Berdasarkan informasi yang saya ketahui, pengguna internet di Indonesia pada 2023 mencapai 215 Juta Jiwa. "Dahsyat,"celetuk saya.

Dari data tersebut, artinya sekitar 78,19% penduduk Indonesia dari total populasi 275,77 juta jiwa adalah pengguna Internet.

Dalam kehidupan sehari-hari, internet bak seperti rokok, bisa bikin candu. Sehari, bahkan satu jam saja tanpa internet, bisa bikin galau, ya nggak? Terlebih bagi orang yang kesehariannya memang tak bisa lepas dari internet. Lha gimana? Wong tanpa jaringan internet, kita nggak bisa kirim pesan WA, nggak bisa scroll sana, scroll sini.  Internet seakan sudah melekat dalam jiwa manusa.

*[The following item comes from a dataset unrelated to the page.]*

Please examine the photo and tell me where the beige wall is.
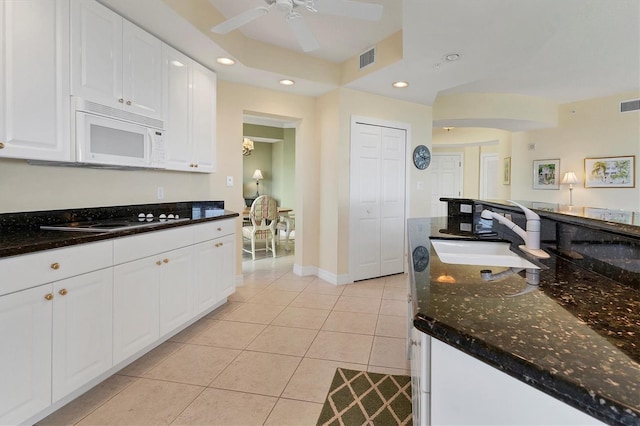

Lalu apa yang paling banyak diakses oleh pengguna internet? Jawabannya adalah media sosial. Percaya tidak percaya, pengguna internet di negeri ini rata-rata hobi berselancar di jejaring sosial. Entah di Facebook, Twitter, Instagram, WhatsApp, dan lain sebagainya.  Mereka berkomunikasi, berdakwah, berjualan, nyetatus, ngonten, dll di berbagai platform yang ada.

Adanya medsos memang memudahkan orang untuk menyebarkan dan mengetahui informasi dengan lebih cepat. Berbeda halnya saat belum adanya medsos, dimana orang-orang mungkin harus membeli koran/tabloid/surat kabar untuk mendapatkan berita terhangat, atau kalau anak sekolah harus melihat mading (red: majalah dinding) agar mendapatkan informasi terbaru dari sekolah.

Kini, dengan adanya medsos segala aktivitas kita yang tadinya ribet, susah, jadi lebih mudah, efektif, dan efisien. Pokoknya apa-apa serba online, dan medsos lah yang bisa menggampangkan berbagai aktivitas kita.

Maka dari itu, sebagai pemuda NU, yang hidup ditengah himpitan teknologi yang makin berkembang pesat, kita harus bersyukur karena Allah SWT telah memberi kita kemudahan dalam hidup kita. Mungkin Anda bertanya "Bagaimana cara mensyukurinya?,"

Bersyukur dalam hal ini adalah dengan memanfaatkan medsos yang kita miliki secara baik, menyebarkan informasi atau pengetahuan yang bermutu, untuk bisnis, dan lain sebagainya, yang intinya medsos itu kita gunakan untuk hal-hal baik saja.

Kalau kita di organisasi, ya, medsos yang dipunyai organisasi itu kita kelola secara tekun. Misalnya dengan memposting informasi-informasi kegiatan organisasi, atau membagikan quotes dari ulama NU. Yang terpenting melakukannya harus istiqomah, jangan cuma satu atau dua kali.

Ketika sudah memutuskan untuk aktif bermedsos, pemuda NU juga punya kewajiban moral. Maksudnya bagaimana? kita bukan hanya sebatas penikmat, sebatas konsumen saja, namun juga harus menjadi produsen. Produksi konten-konten positif, menyampaikan Islam Rahmatan Lil Alamin, Islam Nusantara, Aswaja, misalnya, dan berbagai keilmuan lainnya. Tentu hal ini bisa dilakukan jika ada kerjasama yang baik.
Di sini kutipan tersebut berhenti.